Answers to these questions gives us the typical 2*2 matrix, as the above image shows. Each of the approaches (mainstream and topical; evergreen and niche, etc…) has its pro’s and con’s.
a. Mainstream and Topical
It is very tempting to opt for the topical + mainstream combination. That is where most media organizations have cut their teeth and made their marks. So have the general entertainment channels. They tend to get the maximum audiences, and of course have the greatest competition. The problem with these shows is that they have a limited shelf life, but they make up for it on basis of numbers. Kapil Sharma Show on TV and No Filter Neha in the world of podcasting are a couple of examples. There is a risk of quick rise to fame and burnout in this form of content though. A recent example of a quick rise to fame (going viral) is the Chewbacca Mask Lady.
b. Niche and Topical
Niche and topical form an interesting mix of audience. This is the segment where you will cater to a small group of audience to begin with, and over a period of time, the content (and the show) will grow and cultivate an army of fanboys and girls. The This Week in Tech (TWiT) network is a classic example of such a content. They cater mainly to the techies and tech-savvy audience, and their discussions are related to “now” and “today”. Some of their shows have been around for over a decade, and back home, I think NDTV Gadgets is a close cousin of this show.

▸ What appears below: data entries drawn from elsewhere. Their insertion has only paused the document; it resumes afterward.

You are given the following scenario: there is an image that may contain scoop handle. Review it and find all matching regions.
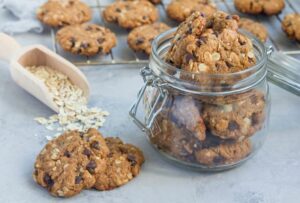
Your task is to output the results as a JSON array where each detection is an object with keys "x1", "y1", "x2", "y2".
[{"x1": 0, "y1": 33, "x2": 21, "y2": 62}]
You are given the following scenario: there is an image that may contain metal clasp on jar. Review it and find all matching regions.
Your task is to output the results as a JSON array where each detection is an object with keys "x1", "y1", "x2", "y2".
[{"x1": 129, "y1": 67, "x2": 168, "y2": 132}]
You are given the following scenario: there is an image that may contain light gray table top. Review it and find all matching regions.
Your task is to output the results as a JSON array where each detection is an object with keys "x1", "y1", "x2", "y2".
[{"x1": 0, "y1": 3, "x2": 300, "y2": 203}]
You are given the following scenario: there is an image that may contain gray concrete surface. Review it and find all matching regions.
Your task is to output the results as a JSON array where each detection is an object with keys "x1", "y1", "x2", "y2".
[{"x1": 0, "y1": 1, "x2": 300, "y2": 203}]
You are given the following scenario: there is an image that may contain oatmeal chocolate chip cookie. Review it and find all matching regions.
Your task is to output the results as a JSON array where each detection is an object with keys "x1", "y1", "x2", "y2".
[
  {"x1": 234, "y1": 0, "x2": 285, "y2": 15},
  {"x1": 167, "y1": 0, "x2": 217, "y2": 22},
  {"x1": 239, "y1": 18, "x2": 268, "y2": 42},
  {"x1": 94, "y1": 138, "x2": 144, "y2": 190},
  {"x1": 103, "y1": 1, "x2": 158, "y2": 29},
  {"x1": 166, "y1": 11, "x2": 256, "y2": 74},
  {"x1": 203, "y1": 91, "x2": 266, "y2": 140},
  {"x1": 33, "y1": 129, "x2": 109, "y2": 197},
  {"x1": 127, "y1": 22, "x2": 170, "y2": 55},
  {"x1": 195, "y1": 139, "x2": 251, "y2": 166},
  {"x1": 282, "y1": 13, "x2": 300, "y2": 41},
  {"x1": 37, "y1": 0, "x2": 92, "y2": 27},
  {"x1": 56, "y1": 24, "x2": 117, "y2": 56}
]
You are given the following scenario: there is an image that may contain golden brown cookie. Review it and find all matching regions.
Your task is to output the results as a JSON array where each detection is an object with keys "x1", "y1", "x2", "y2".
[
  {"x1": 94, "y1": 138, "x2": 144, "y2": 190},
  {"x1": 103, "y1": 1, "x2": 158, "y2": 29},
  {"x1": 56, "y1": 24, "x2": 117, "y2": 56},
  {"x1": 282, "y1": 13, "x2": 300, "y2": 41},
  {"x1": 239, "y1": 18, "x2": 268, "y2": 42},
  {"x1": 167, "y1": 0, "x2": 217, "y2": 22},
  {"x1": 166, "y1": 11, "x2": 256, "y2": 74},
  {"x1": 203, "y1": 91, "x2": 267, "y2": 140},
  {"x1": 127, "y1": 22, "x2": 170, "y2": 55},
  {"x1": 195, "y1": 139, "x2": 251, "y2": 166},
  {"x1": 234, "y1": 0, "x2": 285, "y2": 15},
  {"x1": 33, "y1": 129, "x2": 109, "y2": 197},
  {"x1": 37, "y1": 0, "x2": 91, "y2": 27}
]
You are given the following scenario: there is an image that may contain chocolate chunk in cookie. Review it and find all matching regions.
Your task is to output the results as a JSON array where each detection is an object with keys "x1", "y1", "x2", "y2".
[
  {"x1": 166, "y1": 11, "x2": 256, "y2": 74},
  {"x1": 282, "y1": 13, "x2": 300, "y2": 41},
  {"x1": 33, "y1": 129, "x2": 109, "y2": 197},
  {"x1": 195, "y1": 139, "x2": 251, "y2": 166},
  {"x1": 103, "y1": 1, "x2": 158, "y2": 29},
  {"x1": 203, "y1": 91, "x2": 267, "y2": 140},
  {"x1": 234, "y1": 0, "x2": 285, "y2": 15},
  {"x1": 127, "y1": 22, "x2": 170, "y2": 55},
  {"x1": 37, "y1": 0, "x2": 91, "y2": 27},
  {"x1": 56, "y1": 24, "x2": 117, "y2": 56},
  {"x1": 239, "y1": 18, "x2": 268, "y2": 42},
  {"x1": 94, "y1": 138, "x2": 144, "y2": 190},
  {"x1": 167, "y1": 0, "x2": 217, "y2": 22}
]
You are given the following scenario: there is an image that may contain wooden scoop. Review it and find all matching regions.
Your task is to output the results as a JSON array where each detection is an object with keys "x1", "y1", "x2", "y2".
[{"x1": 0, "y1": 33, "x2": 90, "y2": 112}]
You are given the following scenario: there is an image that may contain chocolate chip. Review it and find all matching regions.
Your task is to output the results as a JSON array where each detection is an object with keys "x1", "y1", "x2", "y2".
[
  {"x1": 225, "y1": 61, "x2": 233, "y2": 68},
  {"x1": 75, "y1": 175, "x2": 82, "y2": 184},
  {"x1": 83, "y1": 148, "x2": 92, "y2": 157},
  {"x1": 135, "y1": 38, "x2": 145, "y2": 45},
  {"x1": 251, "y1": 113, "x2": 259, "y2": 126},
  {"x1": 226, "y1": 15, "x2": 232, "y2": 20},
  {"x1": 97, "y1": 38, "x2": 105, "y2": 44},
  {"x1": 91, "y1": 141, "x2": 100, "y2": 150},
  {"x1": 127, "y1": 154, "x2": 137, "y2": 166},
  {"x1": 228, "y1": 121, "x2": 240, "y2": 131},
  {"x1": 69, "y1": 37, "x2": 76, "y2": 48},
  {"x1": 64, "y1": 151, "x2": 71, "y2": 158},
  {"x1": 184, "y1": 54, "x2": 195, "y2": 63},
  {"x1": 80, "y1": 42, "x2": 90, "y2": 49},
  {"x1": 85, "y1": 26, "x2": 93, "y2": 31},
  {"x1": 86, "y1": 160, "x2": 97, "y2": 173},
  {"x1": 43, "y1": 173, "x2": 54, "y2": 188},
  {"x1": 213, "y1": 156, "x2": 225, "y2": 165}
]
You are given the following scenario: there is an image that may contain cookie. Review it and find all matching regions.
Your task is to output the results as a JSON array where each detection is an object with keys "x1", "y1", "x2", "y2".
[
  {"x1": 282, "y1": 13, "x2": 300, "y2": 41},
  {"x1": 56, "y1": 24, "x2": 117, "y2": 56},
  {"x1": 166, "y1": 11, "x2": 256, "y2": 75},
  {"x1": 239, "y1": 18, "x2": 268, "y2": 42},
  {"x1": 94, "y1": 138, "x2": 144, "y2": 191},
  {"x1": 103, "y1": 1, "x2": 158, "y2": 29},
  {"x1": 195, "y1": 139, "x2": 251, "y2": 166},
  {"x1": 167, "y1": 0, "x2": 217, "y2": 22},
  {"x1": 234, "y1": 0, "x2": 285, "y2": 15},
  {"x1": 150, "y1": 115, "x2": 251, "y2": 166},
  {"x1": 37, "y1": 0, "x2": 92, "y2": 27},
  {"x1": 33, "y1": 129, "x2": 109, "y2": 197},
  {"x1": 202, "y1": 91, "x2": 267, "y2": 140},
  {"x1": 127, "y1": 22, "x2": 170, "y2": 55}
]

c. Mainstream and Evergreen
This is my favourite category, where the content serves a wide audience, and has a long shelf life: sometimes running into years. A Bollywood (or *wood) blockbuster could be such an example: the nth re-run of Hum Aap Ke Hai Kaun or a Welcome still finds an audience; and as a result; advertisers.
I am probably dating myself and bracketing myself as a fan of Bollywood films (which I am) but you get the picture. A re-run of match between underdogs in IPL Season III will hardly find a proportionate audience. At the risk of tooting out own horn, we seem to have found a sweet spot with our audience for Baalgatha, a podcast of Kids’ bedtime stories. We launched this show in English and Hindi, and soon will add more languages including Telugu and Tamil.
The audio stories are derived from Panchatantra, Jataka and other classic sources, which makes it an easier ‘sell’ to potential listeners. The added benefit is that it worked well for SEO, which might also explain why almost all of our growth has been organic. Mainstream and evergreen is a bit like niche and topical in terms of growing your audience: that is, it takes time tor the audience to grow. For example, it took us about 6 months since launch to reach over 30,000 unique listeners a month; and 10 months to reach over 70,000 listeners. But once you have established yourself in the space, mainstream and evergreen is a great form of content to create and distribute!
d. Niche and Evergreen
This in my opinion is the hardest form of content in terms of finding a user acceptance. But those who have grown an audience, have really benefitted and become giants in their space. John Lee Dumas of Entrepreneur on Fire Fame is a classic example of a content creator who focuses on Niche and Evergreen content. He has interviewed over 1,600 entrepreneurs in his daily show, and most of the content deals with the entrepreneur’s journey. With time, the business may change, but the first steps in the entrepreneurial journey do not! We tried this approach with MyKitaab, a podcast that caters to authors who want to publish and market their books in India. We have recently tweaked the format of the show, and are expanding the profile of guests that we interview so as to give the audience a better listening experience. Niche works, niche + evergreen works better when done right.
Cardassian or Kardashian?
Coming to the all important question: as a content creator, marketer or distributor, which type of audience do you serve: Fans of Cardassians, or Kardashians? The latter might not need an introduction, but the former may be more familair to Sci-Fi fans.